When an investigation was carried out I was charged with defrauding my company out of R100 000. The forensic investigator warned me that, if found guilty, I’d go to jail and my daughter (then only six weeks old) would go to foster care. I denied the charge outright. A year into the trial I reconnected with an old school friend. Our relationship grew and while living together I fell pregnant with his baby. I was then found guilty of fraud and, on the day of sentencing, I dropped my daughter off at my mom’s house and told her I would see her later. ‘Later’ turned out to be almost a year afterwards. I was sentenced to five years’ correctional supervision and a minimum of 10 months’ incarceration.
The humiliation started when I arrived at the prison. They took all my belongings and I was strip-searched in front of about 30 other inmates; they even did a cavity search.
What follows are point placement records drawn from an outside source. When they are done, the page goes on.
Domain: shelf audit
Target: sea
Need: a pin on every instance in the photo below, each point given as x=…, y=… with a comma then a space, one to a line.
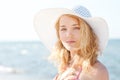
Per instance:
x=28, y=60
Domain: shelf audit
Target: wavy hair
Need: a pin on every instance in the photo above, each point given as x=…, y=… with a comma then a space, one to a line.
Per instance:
x=86, y=55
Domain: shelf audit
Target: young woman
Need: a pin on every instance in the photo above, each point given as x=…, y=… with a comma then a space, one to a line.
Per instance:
x=79, y=42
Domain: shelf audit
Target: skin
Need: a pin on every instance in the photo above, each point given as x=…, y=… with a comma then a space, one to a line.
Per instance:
x=69, y=32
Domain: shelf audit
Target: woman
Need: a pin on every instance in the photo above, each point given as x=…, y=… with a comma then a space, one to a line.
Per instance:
x=79, y=42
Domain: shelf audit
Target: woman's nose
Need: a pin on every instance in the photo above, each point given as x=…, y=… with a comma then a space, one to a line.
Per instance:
x=69, y=33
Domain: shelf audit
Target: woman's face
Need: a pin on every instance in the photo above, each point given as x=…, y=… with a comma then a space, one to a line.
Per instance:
x=69, y=32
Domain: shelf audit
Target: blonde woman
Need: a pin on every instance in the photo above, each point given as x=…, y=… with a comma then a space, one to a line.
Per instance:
x=79, y=42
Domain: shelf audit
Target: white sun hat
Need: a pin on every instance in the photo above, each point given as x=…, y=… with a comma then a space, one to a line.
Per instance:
x=44, y=23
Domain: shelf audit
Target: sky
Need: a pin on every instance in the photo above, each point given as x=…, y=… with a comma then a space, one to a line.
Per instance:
x=16, y=16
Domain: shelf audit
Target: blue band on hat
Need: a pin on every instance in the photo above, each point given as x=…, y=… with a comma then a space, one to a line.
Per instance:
x=82, y=11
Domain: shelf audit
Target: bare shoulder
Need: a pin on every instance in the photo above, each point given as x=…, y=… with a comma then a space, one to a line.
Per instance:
x=100, y=72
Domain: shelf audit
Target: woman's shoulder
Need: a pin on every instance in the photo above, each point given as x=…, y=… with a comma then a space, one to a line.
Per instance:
x=99, y=72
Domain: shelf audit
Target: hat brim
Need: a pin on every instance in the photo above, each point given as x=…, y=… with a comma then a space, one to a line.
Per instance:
x=44, y=22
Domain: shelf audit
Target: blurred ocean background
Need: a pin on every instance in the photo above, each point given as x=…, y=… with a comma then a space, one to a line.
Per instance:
x=28, y=61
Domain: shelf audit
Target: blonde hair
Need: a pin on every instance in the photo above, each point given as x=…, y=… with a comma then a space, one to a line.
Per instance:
x=88, y=47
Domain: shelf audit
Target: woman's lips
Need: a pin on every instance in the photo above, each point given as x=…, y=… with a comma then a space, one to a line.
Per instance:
x=70, y=42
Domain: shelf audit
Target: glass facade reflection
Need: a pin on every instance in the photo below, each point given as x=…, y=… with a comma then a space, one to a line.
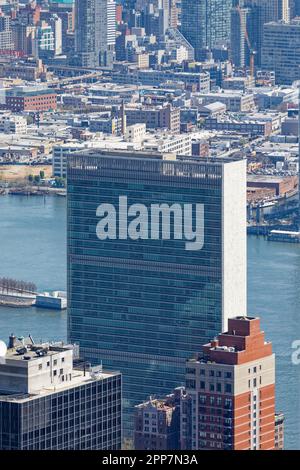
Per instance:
x=145, y=306
x=86, y=417
x=206, y=23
Because I was six months pregnant I was locked up in the maternity section of the prison where I shared a cell with 16 other women. We just sat around and talked to each other all day.There was never any peace; the lights were on from 5am to 10pm and I was too scared to sleep for the first few nights. Even though I was pregnant I lost 29kg. Prenatal check-ups at the public hospital were equally demeaning because I would have to walk through in my prison uniform, handcuffs and leg irons. On the day I was scheduled to have a Caesarean, I was taken to another public hospital but put at the back of the queue as more pressing emergencies came in. After four days of no water or food because I was expecting to go into theatre, I collapsed. It was now too late to have the C-section. Luckily I had an easy birth, it just took two pushes and he was out. We went back to the prison the next day and my son shared my bed until the day I was released. I hadn’t seen my daughter because I didn’t want her to visit me in prison. She thought I was at work. We spoke on the phone once a week except when she didn’t want to talk to me. When I arrived at my mom’s house, which was to become my home while under house arrest, my daughter threw her arms around me and said: ‘I’m so happy you are home. I missed you so much.’ In that instant she forgave me and all was forgotten.
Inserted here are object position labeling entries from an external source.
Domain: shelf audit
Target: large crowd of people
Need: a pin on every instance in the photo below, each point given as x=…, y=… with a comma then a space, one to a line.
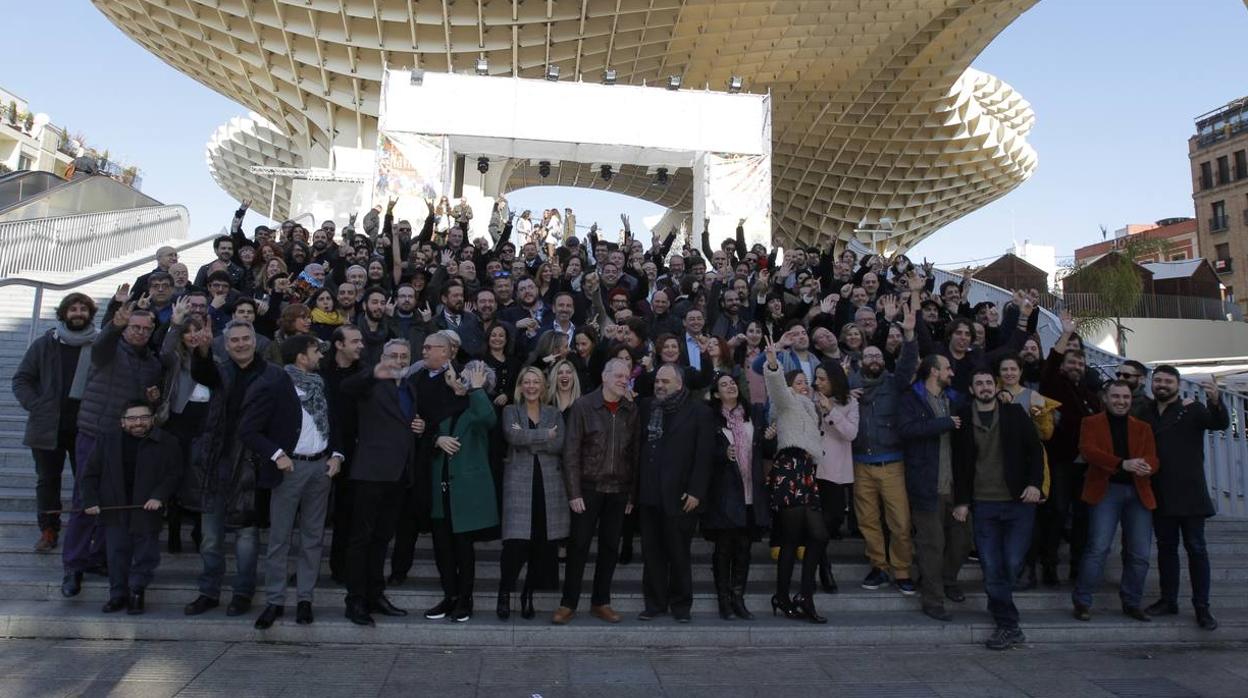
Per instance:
x=548, y=391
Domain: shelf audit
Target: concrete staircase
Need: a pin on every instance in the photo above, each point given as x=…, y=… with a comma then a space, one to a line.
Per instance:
x=31, y=606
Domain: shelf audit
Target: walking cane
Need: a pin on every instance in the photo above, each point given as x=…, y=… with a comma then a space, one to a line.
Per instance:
x=117, y=508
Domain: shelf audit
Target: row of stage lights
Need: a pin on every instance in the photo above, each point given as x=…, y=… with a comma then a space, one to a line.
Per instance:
x=735, y=84
x=609, y=78
x=660, y=175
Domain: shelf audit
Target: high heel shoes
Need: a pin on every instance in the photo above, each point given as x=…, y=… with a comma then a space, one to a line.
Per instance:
x=806, y=609
x=784, y=604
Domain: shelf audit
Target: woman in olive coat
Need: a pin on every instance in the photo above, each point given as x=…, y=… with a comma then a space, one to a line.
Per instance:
x=463, y=488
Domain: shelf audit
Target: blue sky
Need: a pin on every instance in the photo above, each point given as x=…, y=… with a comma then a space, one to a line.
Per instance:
x=1115, y=85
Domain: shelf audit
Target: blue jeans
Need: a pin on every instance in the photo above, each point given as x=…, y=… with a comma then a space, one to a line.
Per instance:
x=1002, y=536
x=1121, y=503
x=246, y=555
x=1192, y=530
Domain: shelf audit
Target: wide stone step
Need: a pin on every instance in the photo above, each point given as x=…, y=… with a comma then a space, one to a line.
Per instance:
x=45, y=619
x=419, y=593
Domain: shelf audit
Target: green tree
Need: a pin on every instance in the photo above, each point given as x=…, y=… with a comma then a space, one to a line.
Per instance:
x=1115, y=287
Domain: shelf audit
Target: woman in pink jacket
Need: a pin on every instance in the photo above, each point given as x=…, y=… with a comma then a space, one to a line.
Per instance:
x=838, y=416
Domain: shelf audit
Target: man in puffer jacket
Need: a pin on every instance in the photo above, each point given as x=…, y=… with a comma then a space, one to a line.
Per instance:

I have remarried (that old school friend) but I am open about my past. I’m done with secrets. I speak about fraud and my experience at events to help others avoid making the mistakes I made. I was hired by someone who heard one of my talks and offered me a position at their travel company. My parole conditions allow me to go to work during the week; I just have to be home by 9pm and I may not leave Gauteng without permission. At first I was angry, but I was also ashamed and had to deal with the embarrassment that my family was also facing. Over time, though, I’ve realised they had served every day of my sentence with me too. And I have also learnt forgiveness, acceptance and tolerance.
Andrea with her second husband, embracing life, post-prison.